Eine junge Afghanin, Malala, die aus ihrem Land geflohen ist, jetzt Medizin studiert und nebenher als Übungsleiterin in einem Verein Kindern Basketball beibringt, hat kopfschüttelnd in den letzten Tagen beobachtet, was an Berliner Universitäten passiert. „Wer in Länder wie mein Heimatland, Saudi-Arabien oder den Iran schaut, wie kann der die Hamas oder die Hisbollah glorifizieren? Freiheit gibt es da nicht, und besonders nicht für Frauen. Natürlich ist das rücksichtslose Vorgehen der Regierung Israels gegen die Zivilsten nicht zu akzeptieren, aber da gibt es eben Terrorgruppen, die mit dem Massaker am 7. Oktober das alles ausgelöst haben.“ Malala versucht ihren Basketball-Mädchen zu erklären, „dass man nicht alles glauben soll, was man hört“. Sondern sich selbst aus unterschiedlichen Quellen informiert. „Tiktok ist nicht die wirkliche Welt“, sagt sie ihren Schützlingen immer wieder.

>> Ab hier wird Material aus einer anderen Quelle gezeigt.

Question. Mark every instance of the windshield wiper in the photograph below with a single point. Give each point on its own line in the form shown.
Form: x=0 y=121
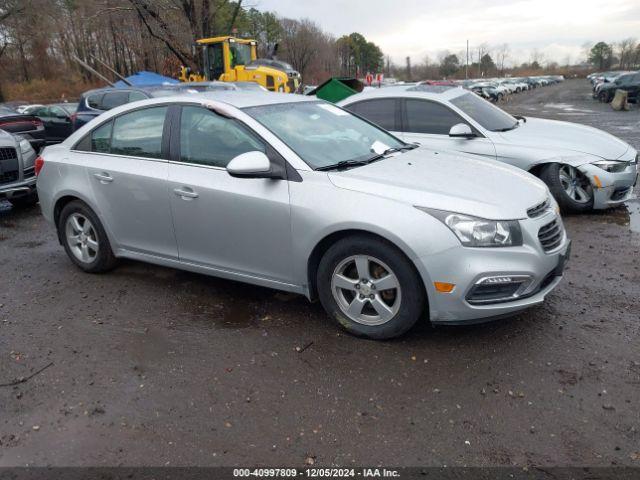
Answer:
x=344 y=164
x=347 y=164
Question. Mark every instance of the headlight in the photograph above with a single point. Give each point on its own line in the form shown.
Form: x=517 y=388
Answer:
x=478 y=232
x=612 y=166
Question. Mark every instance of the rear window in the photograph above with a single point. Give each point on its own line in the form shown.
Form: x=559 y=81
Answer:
x=382 y=112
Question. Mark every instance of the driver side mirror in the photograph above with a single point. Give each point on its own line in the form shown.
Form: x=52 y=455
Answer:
x=252 y=165
x=461 y=130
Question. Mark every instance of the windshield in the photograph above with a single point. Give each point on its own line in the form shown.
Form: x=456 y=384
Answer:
x=323 y=134
x=483 y=112
x=240 y=53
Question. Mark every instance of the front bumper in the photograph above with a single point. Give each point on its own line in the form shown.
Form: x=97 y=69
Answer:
x=466 y=267
x=611 y=189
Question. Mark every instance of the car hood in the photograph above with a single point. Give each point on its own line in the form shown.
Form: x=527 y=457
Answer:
x=457 y=183
x=564 y=137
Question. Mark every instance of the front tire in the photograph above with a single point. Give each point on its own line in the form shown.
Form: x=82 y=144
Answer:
x=84 y=238
x=370 y=288
x=571 y=189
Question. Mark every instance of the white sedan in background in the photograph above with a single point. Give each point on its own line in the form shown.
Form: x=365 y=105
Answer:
x=585 y=168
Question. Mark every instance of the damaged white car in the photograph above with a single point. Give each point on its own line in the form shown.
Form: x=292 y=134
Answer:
x=585 y=168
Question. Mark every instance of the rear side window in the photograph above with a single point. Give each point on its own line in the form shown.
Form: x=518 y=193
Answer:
x=95 y=101
x=424 y=116
x=139 y=133
x=114 y=99
x=210 y=139
x=382 y=112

Dieser Tage wird einer der Väter des Grundgesetzes, der SPD-Politiker Carlo Schmid, gerne zitiert: „Man muss auch den Mut zur Intoleranz gegenüber denen aufbringen, die die Demokratie gebrauchen wollen, um sie umzubringen.“

Neutralität?

Das gilt besonders auch im Umgang  mit der AfD, wo sich der DOSB anfangs schwer tat, weil er ja zur parteipolitischen Neutralität verpflichtet ist. Anlass, sich intensiver mit der AfD auseinanderzusetzen, war das Potsdamer Treffen von Rechtsextremen, an dem Mitglieder der AfD, CDU und der Identitären Bewegung teilgenommen hatten. Dabei wurden „Remigrations“-Phantasien vorgestellt, die böse Erinnerungen an die berüchtigte Wannsee-Konferenz von 1942 bei vielen weckten. Dieses Treffen brachte hunderttausende BürgerInnen, die bisher eher lethargisch und politikverdrossen alles hinnahmen, auf die Straße, um „ihre“ Demokratie zu verteidigen. Auch im Sport reagierten vor allem Fußball-Bundesligatrainer und SportlerInnen und Vereine sehr spontan auf dieses unsägliche Treffen.

Man darf sich „verhalten“

Was also heißt in diesem Fall Neutralität? „Parteipolitische Neutralität verbietet dem Sport, sich explizit und ausschließlich gegen eine Partei oder für eine Partei auszusprechen oder gegen sie zu stellen“ erklärte die Referatsleiterin Jugend und Sportpolitik der Hessischen Sportjugend, Angelika Ribler, in einem Radiointerview. Und weiter: „Es entlässt den Sport aber nicht aus einer gesellschaftspolitischen Verantwortung“, so Ribler, die Vereine im Umgang mit Rechtsextremismus in Hessen berät.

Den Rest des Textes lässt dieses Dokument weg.